ためになる!?ぶつだんやさんコラム

2021年9月12日

お彼岸について

  • (株)佐倉幸保商店
  • 佐倉浩徳(代表取締役社長)

涼しい日が増え、いよいよ秋らしくなってまいりました。

秋と言えば、スポーツや読書、はたまた食欲の秋などと言われていますが、もう一つ私たちにとって大切な日と言えば『秋のお彼岸』です。

 

暮らしの中に根付いている「お彼岸」ですが、何の日かと言われれば、“お墓参りをする日”、“ぼた餅を供える日”という、なんとなくのイメージしか思い浮かばない方が多いのではないでしょうか。それはもちろん正解ではあるのですが、、、秋のお彼岸が近くなって参りましたので、今回はお彼岸についてお話ししようと思います。

 

お彼岸は年に2回、春と秋にあります。『春分の日』『秋分の日』それぞれを挟む前後3日間の計7日間を言います。

『春分の日』『秋分の日』は共に国民の祝日で、太陽が真東から真西に沈み、昼と夜の長さがほぼ同じとなる日です。天文観測で定められるため、1日程度ずれることがありますが、秋分の日であれば9月22日か23日のいずれかの日となります。

 

では、お彼岸という名前の由来はいったい何なのでしょうか。

彼岸とは、元々は仏教の言葉です。

煩悩に満ちた現世(この世)である『此岸(しがん)』に対し、修行を積み煩悩を脱した悟りの境地を『彼岸(ひがん)』と呼びます。

しかし、私たちがよく知る『お彼岸』の意味とは異なります。
私たちの知るお彼岸は、お彼岸の期間中に行われる法要『彼岸会(ひがんえ)』を指しているものと言えます。

『彼岸会』は、約1200年前の平安時代から始まりました。
当時は、阿弥陀仏の極楽浄土に往生し成仏する『浄土思想』が盛んでした。『西方極楽浄土(さいほうごくらくじょうど)』といって、極楽浄土は西方十万億仏国土を過ぎたところにあると説かれています。この時期の真西に沈みゆく太陽は、極楽浄土を指し、その彼方にある『浄土』を思い描く瞑想のような修行が盛んに行われていました。
この修行により極楽浄土へと行けるとされており、お寺ではこの時期の法要(彼岸会)をしっかりと行うようになりました。

 

またお彼岸はあの世とこの世が一番近くなる日だとも言われています。あの世とこの世は三途の川で隔たれていますが、真東から登って真西に沈む太陽によって一直線に結ばれ、その距離は最も短くなると言われています。

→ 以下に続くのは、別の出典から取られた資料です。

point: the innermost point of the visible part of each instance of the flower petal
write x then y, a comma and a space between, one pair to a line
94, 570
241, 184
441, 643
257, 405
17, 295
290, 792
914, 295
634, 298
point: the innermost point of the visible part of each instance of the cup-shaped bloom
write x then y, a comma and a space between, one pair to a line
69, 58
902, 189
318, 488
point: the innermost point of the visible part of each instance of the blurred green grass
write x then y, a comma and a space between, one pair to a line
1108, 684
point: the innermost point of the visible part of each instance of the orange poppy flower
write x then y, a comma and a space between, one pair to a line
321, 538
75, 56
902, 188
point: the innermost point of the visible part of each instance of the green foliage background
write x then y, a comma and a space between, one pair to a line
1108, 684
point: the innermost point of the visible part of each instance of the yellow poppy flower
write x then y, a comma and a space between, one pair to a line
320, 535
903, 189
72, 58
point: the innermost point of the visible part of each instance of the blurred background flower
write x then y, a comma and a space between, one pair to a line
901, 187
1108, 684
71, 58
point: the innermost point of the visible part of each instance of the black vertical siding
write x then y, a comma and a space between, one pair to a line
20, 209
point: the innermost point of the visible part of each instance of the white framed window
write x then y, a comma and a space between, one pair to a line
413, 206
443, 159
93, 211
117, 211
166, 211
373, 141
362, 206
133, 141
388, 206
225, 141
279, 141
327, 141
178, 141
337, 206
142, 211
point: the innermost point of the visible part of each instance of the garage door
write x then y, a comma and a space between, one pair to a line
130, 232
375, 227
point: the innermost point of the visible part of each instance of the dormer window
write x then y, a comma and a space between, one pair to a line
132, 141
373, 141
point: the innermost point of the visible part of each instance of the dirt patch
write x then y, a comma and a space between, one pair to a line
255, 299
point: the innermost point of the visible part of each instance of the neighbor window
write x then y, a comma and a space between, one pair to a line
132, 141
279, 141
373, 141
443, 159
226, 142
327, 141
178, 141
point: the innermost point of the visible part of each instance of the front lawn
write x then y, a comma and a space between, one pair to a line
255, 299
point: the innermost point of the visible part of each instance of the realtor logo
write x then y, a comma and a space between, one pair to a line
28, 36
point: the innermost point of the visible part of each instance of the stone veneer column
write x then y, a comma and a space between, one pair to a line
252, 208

また、お彼岸の期間にお墓参りに出かける風習は日本だけのものです。
古来より日本は、太陽信仰や、自然や先祖崇拝という信仰がありました。そのため、太陽が真東から登り真西に沈むことを特別なものと感じたのではないでしょうか。元々農耕民族である日本人は、春の芽吹きの時期には一年の豊作を願い、実りの秋には収穫を“太陽とご先祖様”に感謝してきました。その風習と西方浄土の仏教の考えが合わさり、お彼岸は今も続く大切な日本特有の文化となりました。
そして、昭和23年には『先祖をうやまい、なくなった人々をしのぶ』日として、国民の祝日とされました。

 

ご先祖様を大切に思う日本人の文化が現在も脈々と受け継がれているお彼岸。あの世とこの世が最も近くなるというのは、大切な人たちとの距離が最も近くなるということですよね。

今年の秋のお彼岸は9/20(月)~9/26(日)の7日間です。

お墓参りに出かけたり、ご先祖様に思いを馳せ、感謝する気持ちを少しでも届けたいですね。